Deploy Python With Deb

Posted on | 439 words | ~3 mins

One of the worst parts about working with python is how to share your code, or deploy it on another machine. If you’re following preferred practices, then you’re probably developing using a virtual environment. But that means you need a way to have the same environment where your app is going to run. Either your users need to go through several steps to create a virtual environment and then install your app and its dependencies to it, or you need to ship the environment along with your app. Or you start having to use containers.

For most python web apps, there is little or no advantage to kubernetes (or Docker Swarm). You want to run your app using something like gunicorn, uvicorn, hypercorn, and possibly have these running behind nginx or apache. You probably also want a database and some other services to be running as well. Your deployment environment may well be a single VM that you’ve created just for this purpose, so having to get kubernetes up and running seems redundant.
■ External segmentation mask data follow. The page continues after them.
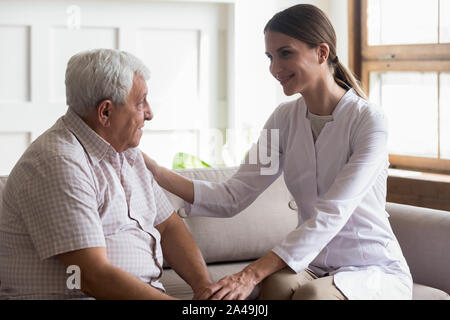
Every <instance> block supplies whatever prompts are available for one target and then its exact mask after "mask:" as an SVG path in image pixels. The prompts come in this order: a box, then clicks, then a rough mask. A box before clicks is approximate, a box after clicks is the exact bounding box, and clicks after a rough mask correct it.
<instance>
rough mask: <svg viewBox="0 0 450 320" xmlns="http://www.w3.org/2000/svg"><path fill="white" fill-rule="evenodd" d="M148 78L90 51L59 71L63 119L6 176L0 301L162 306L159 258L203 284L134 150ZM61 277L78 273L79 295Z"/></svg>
mask: <svg viewBox="0 0 450 320" xmlns="http://www.w3.org/2000/svg"><path fill="white" fill-rule="evenodd" d="M148 77H149V71H148V69H147V68H146V67H145V66H144V64H143V63H142V62H141V61H140V60H139V59H137V58H136V57H134V56H133V55H131V54H129V53H126V52H122V51H117V50H106V49H99V50H92V51H86V52H81V53H79V54H77V55H75V56H73V57H72V58H71V59H70V61H69V62H68V66H67V70H66V95H67V104H68V106H69V108H68V110H67V113H66V114H65V115H64V116H63V117H61V118H60V119H58V121H57V122H56V123H55V124H54V125H53V126H52V127H51V128H50V129H48V130H47V131H46V132H45V133H44V134H42V135H41V136H40V137H39V138H38V139H36V141H35V142H34V143H33V144H32V145H31V146H30V147H29V148H28V149H27V150H26V152H25V153H24V155H23V156H22V157H21V159H20V160H19V162H18V163H17V164H16V166H15V167H14V169H13V170H12V172H11V174H10V176H9V178H8V181H7V184H6V187H5V190H4V194H3V213H2V216H1V217H0V279H1V286H0V298H11V299H40V298H43V299H70V298H89V297H94V298H101V299H103V298H104V299H171V298H172V297H170V296H168V295H167V294H166V293H165V290H164V287H163V285H162V284H161V282H160V281H159V280H160V277H161V275H162V264H163V255H164V259H165V260H166V261H167V262H168V264H169V265H170V266H171V267H172V268H173V269H174V270H175V271H176V272H177V273H178V274H179V275H180V276H181V277H182V278H183V279H185V281H186V282H187V283H188V284H189V285H190V286H191V287H192V289H193V291H194V298H195V297H197V296H199V295H200V294H201V293H202V292H203V290H204V288H206V287H207V286H208V285H209V284H211V279H210V276H209V274H208V271H207V269H206V265H205V262H204V260H203V258H202V256H201V253H200V250H199V249H198V247H197V246H196V244H195V242H194V239H193V238H192V236H191V235H190V234H189V232H188V230H187V229H186V227H185V225H184V223H183V222H182V221H181V219H180V218H179V217H178V215H177V214H176V213H175V212H174V210H173V208H172V206H171V204H170V203H169V201H168V200H167V198H166V197H165V195H164V193H163V191H162V190H161V189H160V187H159V186H158V184H157V183H156V182H155V180H154V179H153V176H152V174H151V173H150V171H148V170H147V169H146V167H145V164H144V160H143V156H142V152H141V151H140V150H139V149H138V148H137V146H138V144H139V141H140V139H141V137H142V127H143V126H144V122H145V121H148V120H151V119H152V118H153V114H152V112H151V109H150V106H149V103H148V101H147V84H146V80H147V79H148ZM68 270H70V271H73V270H74V271H79V272H80V284H79V287H78V288H77V286H72V285H68V281H67V280H68V277H69V276H70V273H69V274H68V273H67V272H68Z"/></svg>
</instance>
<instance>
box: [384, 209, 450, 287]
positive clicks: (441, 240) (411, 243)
mask: <svg viewBox="0 0 450 320" xmlns="http://www.w3.org/2000/svg"><path fill="white" fill-rule="evenodd" d="M386 210H387V211H388V213H389V214H390V218H389V220H390V223H391V226H392V230H393V231H394V233H395V236H396V237H397V239H398V242H399V243H400V246H401V248H402V251H403V255H404V256H405V259H406V261H408V265H409V268H410V270H411V275H412V277H413V280H414V282H416V283H421V284H424V285H427V286H430V287H433V288H438V289H441V290H443V291H445V292H447V293H450V254H449V248H448V245H449V243H450V212H448V211H440V210H434V209H428V208H420V207H414V206H408V205H403V204H396V203H387V205H386ZM437 275H438V276H437Z"/></svg>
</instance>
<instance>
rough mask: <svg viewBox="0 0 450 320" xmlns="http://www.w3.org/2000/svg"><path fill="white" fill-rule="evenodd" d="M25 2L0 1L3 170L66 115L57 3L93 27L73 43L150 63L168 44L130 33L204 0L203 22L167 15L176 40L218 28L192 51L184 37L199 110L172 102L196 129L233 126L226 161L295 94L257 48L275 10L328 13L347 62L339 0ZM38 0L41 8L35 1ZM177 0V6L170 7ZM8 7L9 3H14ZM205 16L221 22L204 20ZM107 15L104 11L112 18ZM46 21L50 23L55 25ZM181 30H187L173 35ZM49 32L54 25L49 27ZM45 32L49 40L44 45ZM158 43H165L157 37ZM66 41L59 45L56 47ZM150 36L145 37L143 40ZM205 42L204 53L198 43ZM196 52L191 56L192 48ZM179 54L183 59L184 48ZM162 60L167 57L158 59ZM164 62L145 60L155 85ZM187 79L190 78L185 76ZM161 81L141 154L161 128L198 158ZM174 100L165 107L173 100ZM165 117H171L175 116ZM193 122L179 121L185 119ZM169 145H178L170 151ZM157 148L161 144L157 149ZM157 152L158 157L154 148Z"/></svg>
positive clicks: (203, 148) (81, 34)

Assuming you’re running something like Ubuntu, or CentOS, then why can’t you use your package manager to install your app for you? Inspired by this blog post by nylas, I decided to have a look at whether this would be possible for an internal web app that I’ve developed.

The application to deploy

The app has a simple web interface that talks to a DB, and a couple more system services that need to be running as well. The DB is postgresql, as that’s my DB of choice.

For the web app, I’m using Sanic. The framework is very developer friendly, it supports async for handling large amounts of traffic, and it comes with its own high performance web server (including experimental http/3 support. While the performance of the web server is a good feature, it’s the fact that it simplifies deployment that really helps.

The deployment plan

The aim is to create a deb file that will contain the app, its virtual environment, and all other assets. The deb will specify other packages the app depends on (e.g. postgresql). Installing it will also install appropriate systemd units that launch the app and allow it to be controlled with systemctl. Logs will ship to journald. We will also create new users for the app to run under, and make sure that we’re running with least privileges. Installing the app will also create the database it will use in postgres, and create all necessary tables and relations. Future upgrades will allow us to run schema migrations, either as our own SQL, or using our own python script.